Katie Couric Talks About Her “Proudest Accomplishment”

By Alissa Krinsky 

Alissa Krinsky
TVNewser Contributor

Today, CBS Evening News anchor Katie Couric will attend the groundbreaking for a new medical center named for her sister Emily, a Virginia state senator who died of pancreatic cancer in 2001. The Emily Couric Clinical Cancer Center at the University of Virginia is scheduled to open in three years. It is described as “a $74 million outpatient facility that will be both technically advanced and designed for compassionate care.”

Before this week’s news concerning her professional life, Couric answered our questions about this very personal cause. Couric discusses the new Center, as well as her involvement in cancer awareness, research funding, and patient care — causes she has championed since the death of her husband, Jay Monahan, of colon cancer ten years ago.


TVNewser: When you think about your dedication to cancer awareness (including your on-air colonoscopy in 2000 — with its ‘Couric effect’, a spike in colonoscopy rates among the public — and your co-founding the Entertainment Industry Foundation’s National Colorectal Cancer Research Alliance), does it seem like a whole other dimension has been added to your life?

Couric: It is by far my proudest accomplishment. To think that there are people walking around because you helped motivate them to get screened is an unparalleled feeling. It’s been healing for me and I hope important for my daughters to see the power of helping others and the importance of resiliency.

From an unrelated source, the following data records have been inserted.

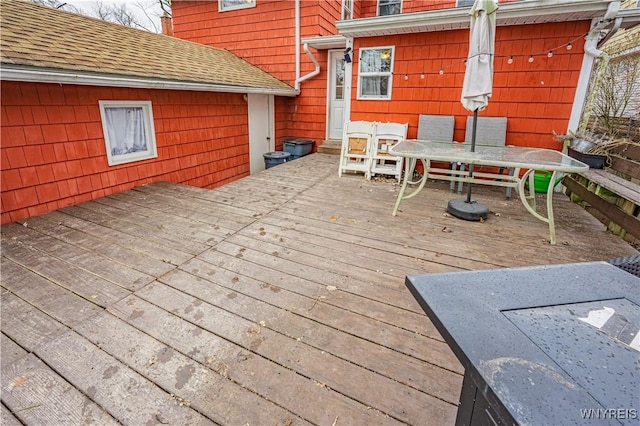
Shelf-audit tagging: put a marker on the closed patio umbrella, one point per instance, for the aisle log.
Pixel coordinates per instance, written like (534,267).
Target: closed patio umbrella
(476,90)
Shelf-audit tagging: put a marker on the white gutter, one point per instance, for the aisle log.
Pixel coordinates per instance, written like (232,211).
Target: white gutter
(297,41)
(591,53)
(87,79)
(511,13)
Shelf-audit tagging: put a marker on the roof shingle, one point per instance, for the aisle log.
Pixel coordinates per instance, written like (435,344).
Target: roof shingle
(41,37)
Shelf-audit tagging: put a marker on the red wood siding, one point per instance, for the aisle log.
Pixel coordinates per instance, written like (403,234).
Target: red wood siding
(53,152)
(535,97)
(265,36)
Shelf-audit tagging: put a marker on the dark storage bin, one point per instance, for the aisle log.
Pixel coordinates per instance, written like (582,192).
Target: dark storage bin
(595,161)
(276,157)
(297,147)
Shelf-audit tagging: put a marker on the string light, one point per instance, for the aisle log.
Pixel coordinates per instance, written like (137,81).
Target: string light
(510,59)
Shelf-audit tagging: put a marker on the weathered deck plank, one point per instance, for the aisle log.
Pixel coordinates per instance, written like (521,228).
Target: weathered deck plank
(54,300)
(37,395)
(278,298)
(296,393)
(400,402)
(123,393)
(315,327)
(9,351)
(182,378)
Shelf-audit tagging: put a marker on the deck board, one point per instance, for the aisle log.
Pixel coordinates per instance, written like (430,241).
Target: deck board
(275,299)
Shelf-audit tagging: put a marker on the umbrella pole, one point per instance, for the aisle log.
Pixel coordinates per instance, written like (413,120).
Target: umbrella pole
(467,209)
(473,149)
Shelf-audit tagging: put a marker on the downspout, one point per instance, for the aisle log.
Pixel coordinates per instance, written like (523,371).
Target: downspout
(313,73)
(297,41)
(591,54)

TVNewser: In 1998, upon your return to Today after taking time off to grieve the loss of your husband, you said on-air something to the effect of seeing others going about ‘business as usual’ and feeling like you could not imagine life being like that again. How do you describe your life ten years later, then?

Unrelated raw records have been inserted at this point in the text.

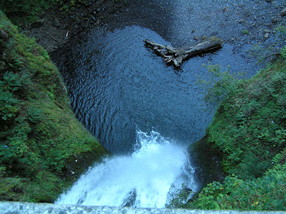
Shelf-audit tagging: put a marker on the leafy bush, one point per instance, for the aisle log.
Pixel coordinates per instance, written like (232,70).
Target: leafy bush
(249,126)
(40,139)
(26,11)
(265,193)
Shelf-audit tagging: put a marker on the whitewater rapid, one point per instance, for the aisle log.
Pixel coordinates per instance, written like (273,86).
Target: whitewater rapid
(147,178)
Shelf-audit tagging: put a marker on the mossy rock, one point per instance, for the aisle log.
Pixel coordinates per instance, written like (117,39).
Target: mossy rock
(40,137)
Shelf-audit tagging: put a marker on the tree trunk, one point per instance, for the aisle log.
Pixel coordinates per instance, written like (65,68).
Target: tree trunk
(176,56)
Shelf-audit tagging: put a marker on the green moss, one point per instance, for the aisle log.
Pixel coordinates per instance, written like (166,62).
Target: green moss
(249,127)
(23,12)
(249,132)
(40,139)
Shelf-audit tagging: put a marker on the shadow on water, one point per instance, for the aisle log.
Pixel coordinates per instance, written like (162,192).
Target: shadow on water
(117,85)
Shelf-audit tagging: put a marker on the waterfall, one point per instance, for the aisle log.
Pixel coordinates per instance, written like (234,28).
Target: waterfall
(144,178)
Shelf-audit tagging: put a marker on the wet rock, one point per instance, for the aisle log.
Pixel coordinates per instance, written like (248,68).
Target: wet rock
(274,20)
(56,23)
(37,24)
(266,35)
(283,12)
(3,35)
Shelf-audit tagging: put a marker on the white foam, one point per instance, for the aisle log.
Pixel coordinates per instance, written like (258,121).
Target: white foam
(145,177)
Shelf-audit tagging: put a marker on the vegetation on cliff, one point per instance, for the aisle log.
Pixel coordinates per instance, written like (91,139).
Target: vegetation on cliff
(42,145)
(249,131)
(25,11)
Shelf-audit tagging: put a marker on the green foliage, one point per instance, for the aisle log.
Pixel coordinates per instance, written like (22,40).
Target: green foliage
(22,11)
(265,193)
(249,127)
(26,11)
(40,139)
(249,130)
(283,52)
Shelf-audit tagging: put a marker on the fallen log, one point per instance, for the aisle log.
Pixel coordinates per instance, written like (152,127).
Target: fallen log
(176,56)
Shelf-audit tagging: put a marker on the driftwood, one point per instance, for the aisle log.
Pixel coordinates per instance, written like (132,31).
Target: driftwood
(176,56)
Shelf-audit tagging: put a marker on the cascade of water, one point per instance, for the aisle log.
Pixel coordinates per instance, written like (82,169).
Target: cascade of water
(142,179)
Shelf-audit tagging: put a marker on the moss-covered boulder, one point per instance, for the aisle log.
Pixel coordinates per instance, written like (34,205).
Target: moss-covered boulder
(42,146)
(249,132)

Couric: The feeling I was describing after Jay’s death was the excruciating pain and uncertainty of living with a serious, life-threatening illness. It is all consuming. It’s something you think of every waking moment and dream about at night. When you are in that zone, you watch everyone else with a mixture of fury and envy for the normal, relatively stress-free lives they’re living. It’s been ten years now, and while I never thought I would laugh or have a frivolous thought again, I have returned to a peaceful, less anxiety-ridden existence.

More from Couric, after the jump…

(Photo: CBS News)

TVNewser: What do you do to keep Jay’s memory alive for your daughters, to make sure they know what he was like?

Couric: There are photos all over the house. I just found some really cool black and white photos from when Jay was in his twenties and did some modeling. They are hilarious…he looks like a real anglophile or a member of the landed gentry. I framed them and now Ellie and Carrie have them hanging in their rooms.

I still talk about him whenever I can and we remain close to his family, which keeps his memory alive as well. Whenever I hear about a news story with a legal angle, I always wonder what he would think about it.

TVNewser: It’s almost four years now since the opening of The Jay Monahan Center for Gastrointestinal Health in New York, which you helped found. Has it become the type of resource you wish had existed for you and Jay — a center with a multidisciplinary, ‘seamless’ approach to patient care? What are you most proud of with regard to the Center?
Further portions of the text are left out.